Pursuant to the Registration Statement, the Company proposed to register for sale 7,027,500 shares of Common Stock, $.001 par value per share issued and outstanding; 1,300,000 shares then held in escrow; 3,412,500 shares issuable upon exercise of investor warrants, and 107,500 shares issuable upon exercise of placement agent warrants or an aggregate of 11,847,500 shares of Common Stock.  However, the Company publicly announced in its Form 8-K for August 27, 2010, that its Board of Directors elected to broaden the Company’s focus to include additional market sectors of the clean technology industry in general, in contrast to focusing only on waterway restoration and remediation.   In view of the fact that the business, as well as Management of the Company had substantially changed, the Company has decided to withdraw the Registration Statement.  No Shares were ever sold in connection with the offering contemplated by the Registration Statement.  Since the public offering was not consummated and the Company no longer intends to pursue such public offering, the Company now proposes to withdraw the Registration Statement pursuant to Rule 477.
 

 
 
 

 
Securities and Exchange Commission
October 22, 2010
Page 2

 
Accordingly, the Company requests that an order granting the withdrawal of the Registration Statement be issued by the Commission.  Upon the grant of the Commission's consent to this request, please return a dated copy of the order granting such withdrawal to the undersigned.
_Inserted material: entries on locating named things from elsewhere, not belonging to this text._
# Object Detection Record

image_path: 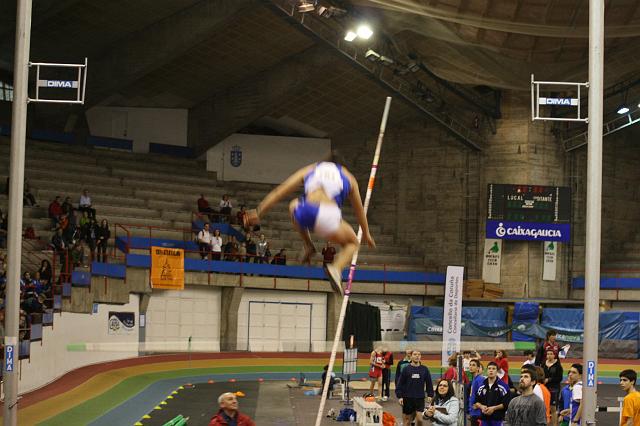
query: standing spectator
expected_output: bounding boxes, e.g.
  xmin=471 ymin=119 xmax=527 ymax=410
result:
xmin=369 ymin=347 xmax=384 ymax=399
xmin=96 ymin=219 xmax=111 ymax=263
xmin=211 ymin=229 xmax=222 ymax=260
xmin=48 ymin=195 xmax=63 ymax=229
xmin=220 ymin=194 xmax=233 ymax=222
xmin=197 ymin=223 xmax=211 ymax=260
xmin=382 ymin=346 xmax=393 ymax=401
xmin=536 ymin=329 xmax=560 ymax=367
xmin=619 ymin=370 xmax=640 ymax=426
xmin=22 ymin=181 xmax=39 ymax=207
xmin=423 ymin=379 xmax=460 ymax=426
xmin=198 ymin=194 xmax=216 ymax=222
xmin=396 ymin=351 xmax=433 ymax=426
xmin=495 ymin=349 xmax=509 ymax=387
xmin=525 ymin=365 xmax=551 ymax=423
xmin=322 ymin=240 xmax=336 ymax=265
xmin=560 ymin=363 xmax=582 ymax=426
xmin=271 ymin=249 xmax=287 ymax=265
xmin=473 ymin=361 xmax=509 ymax=426
xmin=255 ymin=234 xmax=269 ymax=263
xmin=209 ymin=392 xmax=256 ymax=426
xmin=393 ymin=349 xmax=413 ymax=387
xmin=522 ymin=349 xmax=536 ymax=367
xmin=466 ymin=358 xmax=485 ymax=426
xmin=542 ymin=350 xmax=563 ymax=426
xmin=78 ymin=189 xmax=96 ymax=219
xmin=504 ymin=366 xmax=547 ymax=426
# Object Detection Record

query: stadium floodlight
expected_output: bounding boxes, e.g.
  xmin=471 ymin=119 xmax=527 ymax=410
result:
xmin=298 ymin=0 xmax=316 ymax=13
xmin=364 ymin=49 xmax=380 ymax=62
xmin=356 ymin=24 xmax=373 ymax=40
xmin=344 ymin=30 xmax=358 ymax=41
xmin=616 ymin=105 xmax=629 ymax=115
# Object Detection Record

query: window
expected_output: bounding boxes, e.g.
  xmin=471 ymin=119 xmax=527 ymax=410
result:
xmin=0 ymin=81 xmax=13 ymax=102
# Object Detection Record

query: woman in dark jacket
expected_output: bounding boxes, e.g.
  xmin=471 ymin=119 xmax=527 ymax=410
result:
xmin=542 ymin=349 xmax=563 ymax=419
xmin=96 ymin=219 xmax=111 ymax=263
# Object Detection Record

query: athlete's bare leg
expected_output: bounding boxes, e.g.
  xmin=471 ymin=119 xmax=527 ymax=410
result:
xmin=289 ymin=198 xmax=316 ymax=264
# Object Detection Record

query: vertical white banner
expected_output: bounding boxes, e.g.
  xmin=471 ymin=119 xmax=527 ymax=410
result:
xmin=482 ymin=238 xmax=502 ymax=284
xmin=442 ymin=266 xmax=464 ymax=366
xmin=542 ymin=241 xmax=560 ymax=281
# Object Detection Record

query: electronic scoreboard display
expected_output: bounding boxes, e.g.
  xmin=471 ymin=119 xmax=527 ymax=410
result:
xmin=487 ymin=183 xmax=571 ymax=223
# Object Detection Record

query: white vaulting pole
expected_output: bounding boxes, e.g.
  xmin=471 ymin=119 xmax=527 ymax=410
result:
xmin=316 ymin=96 xmax=391 ymax=426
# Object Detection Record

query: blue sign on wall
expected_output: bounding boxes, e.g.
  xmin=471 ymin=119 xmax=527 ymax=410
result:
xmin=4 ymin=345 xmax=15 ymax=371
xmin=487 ymin=220 xmax=571 ymax=242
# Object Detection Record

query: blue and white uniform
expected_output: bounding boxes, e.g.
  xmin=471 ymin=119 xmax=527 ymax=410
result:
xmin=293 ymin=162 xmax=351 ymax=238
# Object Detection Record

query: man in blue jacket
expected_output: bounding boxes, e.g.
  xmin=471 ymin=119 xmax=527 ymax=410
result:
xmin=396 ymin=351 xmax=433 ymax=426
xmin=473 ymin=361 xmax=509 ymax=426
xmin=468 ymin=359 xmax=485 ymax=426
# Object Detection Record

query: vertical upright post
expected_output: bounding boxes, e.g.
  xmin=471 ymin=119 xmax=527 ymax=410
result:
xmin=3 ymin=0 xmax=31 ymax=426
xmin=582 ymin=0 xmax=604 ymax=425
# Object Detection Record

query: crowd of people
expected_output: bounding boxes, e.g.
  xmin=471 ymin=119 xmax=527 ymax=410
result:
xmin=48 ymin=189 xmax=111 ymax=267
xmin=356 ymin=342 xmax=640 ymax=426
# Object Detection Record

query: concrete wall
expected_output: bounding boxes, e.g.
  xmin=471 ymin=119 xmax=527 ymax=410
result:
xmin=207 ymin=134 xmax=331 ymax=184
xmin=236 ymin=289 xmax=327 ymax=352
xmin=145 ymin=286 xmax=221 ymax=352
xmin=19 ymin=294 xmax=139 ymax=393
xmin=86 ymin=107 xmax=188 ymax=152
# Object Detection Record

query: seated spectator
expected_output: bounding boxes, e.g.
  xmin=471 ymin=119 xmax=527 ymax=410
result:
xmin=220 ymin=194 xmax=233 ymax=222
xmin=271 ymin=249 xmax=287 ymax=265
xmin=96 ymin=219 xmax=111 ymax=263
xmin=223 ymin=235 xmax=238 ymax=262
xmin=322 ymin=240 xmax=336 ymax=265
xmin=196 ymin=223 xmax=211 ymax=260
xmin=38 ymin=259 xmax=52 ymax=285
xmin=198 ymin=194 xmax=216 ymax=222
xmin=236 ymin=204 xmax=249 ymax=232
xmin=62 ymin=197 xmax=75 ymax=219
xmin=255 ymin=234 xmax=269 ymax=263
xmin=22 ymin=181 xmax=39 ymax=207
xmin=78 ymin=189 xmax=96 ymax=219
xmin=244 ymin=232 xmax=258 ymax=262
xmin=211 ymin=229 xmax=222 ymax=260
xmin=49 ymin=195 xmax=63 ymax=230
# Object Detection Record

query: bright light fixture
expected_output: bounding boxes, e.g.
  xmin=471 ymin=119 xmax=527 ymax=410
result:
xmin=344 ymin=31 xmax=358 ymax=41
xmin=356 ymin=24 xmax=373 ymax=40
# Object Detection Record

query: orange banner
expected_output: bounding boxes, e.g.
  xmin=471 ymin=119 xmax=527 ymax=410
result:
xmin=151 ymin=247 xmax=184 ymax=290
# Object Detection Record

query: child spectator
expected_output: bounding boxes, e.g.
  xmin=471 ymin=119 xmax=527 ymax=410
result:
xmin=197 ymin=194 xmax=216 ymax=222
xmin=96 ymin=219 xmax=111 ymax=263
xmin=211 ymin=229 xmax=222 ymax=260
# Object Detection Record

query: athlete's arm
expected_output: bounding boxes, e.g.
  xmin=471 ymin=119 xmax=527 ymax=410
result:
xmin=256 ymin=164 xmax=315 ymax=218
xmin=342 ymin=168 xmax=376 ymax=247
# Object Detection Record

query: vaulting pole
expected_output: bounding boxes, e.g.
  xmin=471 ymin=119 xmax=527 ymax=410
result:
xmin=316 ymin=96 xmax=391 ymax=426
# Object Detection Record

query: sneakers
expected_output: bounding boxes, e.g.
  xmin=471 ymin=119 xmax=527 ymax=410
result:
xmin=324 ymin=263 xmax=344 ymax=296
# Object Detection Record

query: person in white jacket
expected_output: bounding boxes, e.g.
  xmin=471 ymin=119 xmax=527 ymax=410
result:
xmin=422 ymin=379 xmax=460 ymax=426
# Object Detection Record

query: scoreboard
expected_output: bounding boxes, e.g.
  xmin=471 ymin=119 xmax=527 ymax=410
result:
xmin=487 ymin=183 xmax=571 ymax=223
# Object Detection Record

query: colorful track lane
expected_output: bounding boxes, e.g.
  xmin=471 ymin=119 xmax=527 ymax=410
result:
xmin=2 ymin=352 xmax=637 ymax=425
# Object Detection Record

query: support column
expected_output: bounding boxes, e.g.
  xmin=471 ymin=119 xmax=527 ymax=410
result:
xmin=220 ymin=287 xmax=244 ymax=352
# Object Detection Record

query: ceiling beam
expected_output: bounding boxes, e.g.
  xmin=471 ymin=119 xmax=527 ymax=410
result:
xmin=188 ymin=46 xmax=337 ymax=154
xmin=86 ymin=0 xmax=256 ymax=107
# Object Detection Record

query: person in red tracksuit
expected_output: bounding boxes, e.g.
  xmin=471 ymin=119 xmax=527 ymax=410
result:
xmin=209 ymin=392 xmax=256 ymax=426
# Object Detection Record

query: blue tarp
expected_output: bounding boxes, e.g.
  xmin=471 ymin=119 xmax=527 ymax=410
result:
xmin=511 ymin=302 xmax=540 ymax=342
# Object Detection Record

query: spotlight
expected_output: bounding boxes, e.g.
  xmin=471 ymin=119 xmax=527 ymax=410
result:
xmin=344 ymin=31 xmax=358 ymax=41
xmin=356 ymin=24 xmax=373 ymax=40
xmin=364 ymin=49 xmax=380 ymax=62
xmin=298 ymin=0 xmax=316 ymax=13
xmin=616 ymin=105 xmax=629 ymax=115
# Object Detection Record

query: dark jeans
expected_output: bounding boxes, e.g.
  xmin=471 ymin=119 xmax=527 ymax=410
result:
xmin=382 ymin=368 xmax=391 ymax=398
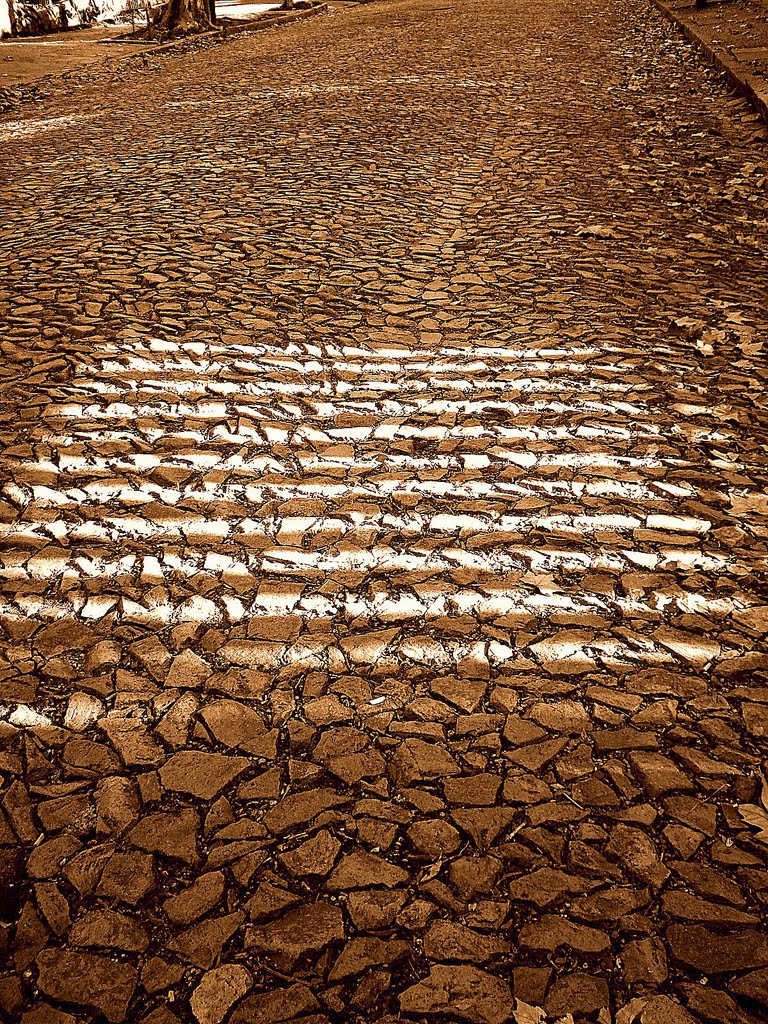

The Company understands that the filing fees paid by the Company will be held by the Commission pursuant to Rule 477 under the Act, and, pursuant to Rule 457(p) under the Act, may be applied to a subsequent registration statement.
 
 
If you require any additional information, please do not hesitate to contact our counsel, Elliot H. Lutzker of Phillips Nizer LLP, at (212) 841-0707.
 

Very truly yours,


/s/ Dr. Johnny. R. Thomas
Dr. Johnny R. Thomas, CEO
(Principal Executive Officer)


cc:           Elliot H. Lutzker, Esq.